Он отвел взгляд и ничего не ответил. Потом мы говорили о лекарствах, делая вид, что этого постыдного эпизода проявления горя никогда не было.

Как быстро все развалилось! Я даже в страшном сне не представляла, что две счастливые, полные любви и энергии жизни могут в одночасье разрушиться. Разве мы хотели слишком многого? Или взлетели слишком высоко к солнцу, опалив крылья? Мы просто жили, зарабатывали немного денег, любили друг друга. Испытывали благодарность. Ценили то, что имели. Старались проявлять щедрость. Несмотря на развитое воображение, я так и не поняла мораль и смысл нашей истории. Удача вмиг отвернулась от нас, словно кто-то невидимый и всесильный решил над нами подшутить.

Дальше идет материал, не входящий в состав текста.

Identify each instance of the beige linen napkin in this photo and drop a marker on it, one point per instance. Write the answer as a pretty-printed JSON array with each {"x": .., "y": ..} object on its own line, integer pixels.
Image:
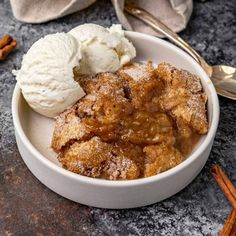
[{"x": 174, "y": 13}]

Жизнь превратилась в уродливую пародию на саму себя. Увлекательное приключение сменилось бессмысленным блужданием в потемках, и я застряла в этом квесте совсем одна. Название моей второй книги казалось теперь жестокой шуткой. Куда бы я ни обращалась, что бы ни предпринимала – новые лекарства, новые врачи, позитивное мышление, мантры, – мне так и не удалось найти выход из мрачного лабиринта.

Мы по-прежнему ездили по врачам. Состояние Эйбела ухудшалось. Только через год прозвучало: «ранняя деменция». Но это был не диагноз, а всего-навсего описание проблемы. Причину так и не выяснили. Он терял рассудок, и никто не знал почему. Чуть позже мы услышали еще одну версию – раннее проявление болезни Альцгеймера. Другие светила пришли к выводу, что это «деменция неясного генеза». Один добрый и честный невролог признал, что совершенно не понимает, в чем дело: мол, для таких ужасных и крайне редких заболеваний пока не придумали специальные термины. Свое откровение он оценил в восемьсот долларов.

Лекарств не существовало. О выздоровлении даже речи не шло. Медицина могла лишь немного замедлить развитие болезни, но не повернуть ее вспять. На КТ и МРТ все было чисто. Реальный диагноз никто так и не поставил.

Я не стала сообщать Эйбелу заключение врача, принявшего меня в модном офисе возле Юнион-сквер в Сан-Франциско. Вернулась домой и сказала, что доктора списали всё на повышенное давление и стресс. Эйбел тут же забыл о разговоре и никогда больше не интересовался своим здоровьем.